In post-WWII Portland, the black community increased from less than 1 percent to tens of thousands, due to rising demand for shipyard labor. Williams Avenue, then a burgeoning neighborhood, became home to most of Portland's black community. Overcrowded but infused with energy, the jazz scene was born. Bob Dietsche, founder of Django records, has made the study of Portland jazz history his life's work. Dietsche is the keeper of many of Portland's jazz secrets. "Portland had what it takes to be a jazz city," declared Dietsche.

"First of all, you had to have a railroad. And a considerable black community, a totally corrupt city hall, illegal gambling and booze, and someone to look after the whole thing."

In no time, Portland reached such status in the Northwest jazz scene that world-class musicians made it a stop on tour. Jazz at the Philharmonic, a touring group from San Francisco with rotating musicians (including a young Thelonious Monk, Louis Armstrong, Coleman Hawkins, Roy Eldridge and Helen Humes), made its virgin pilgrimage to Portland in 1945. They played at the Dude Ranch, the neighborhood hot spot designed after "black cowboy" joints in Texas (most of Portland's black community at the time came from Texas). Billie Holiday was scheduled to play just weeks after the place was shut down, deemed a "public nuisance" by The Oregonian.

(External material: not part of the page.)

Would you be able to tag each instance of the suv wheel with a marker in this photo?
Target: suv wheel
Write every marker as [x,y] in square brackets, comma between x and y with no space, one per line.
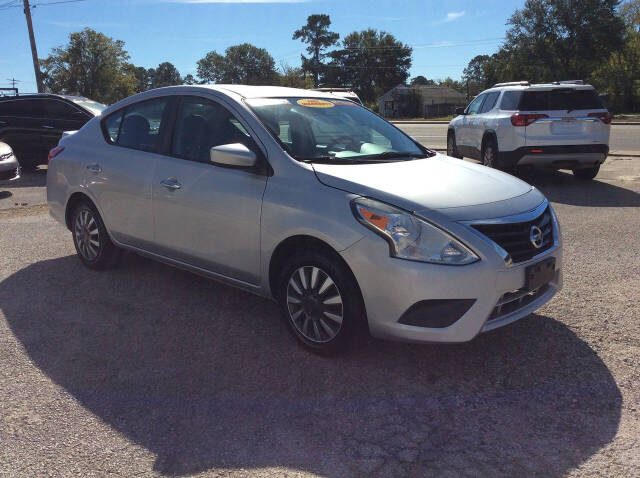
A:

Of the neighborhood establishments, only the Dude Ranch building remains today, on the small block dividing NE Broadway and Weidler, across from the Coliseum. It's now home to Multi-Craft Plastics. According to Dietsche, the elaborate hand-carved ceiling of the Dude Ranch can still be seen through spaces in the false ceiling. But the mirrored floor, the dinner balcony, and the raised bandstand are gone.

Jazz in Portland is still strong, but has spread itself thin. There are hundreds of jazz musicians in this town, and just as many young players. But the community is disjointed and the energy is fading, due in part to an aging audience, careless booking agents, a lack of all-ages jazz clubs, and a resulting disinterested younger crowd.

But the magic still happens around town. There's the Mel Brown Trio, Geoff Lee, Andre St. James, Rob Scheps. Portland still has fragments of a "jazz city," in the old sense of the word, where times are fast and music is life and living is easy. And nothin' can stop the heartbeat of a city once mad with jazz.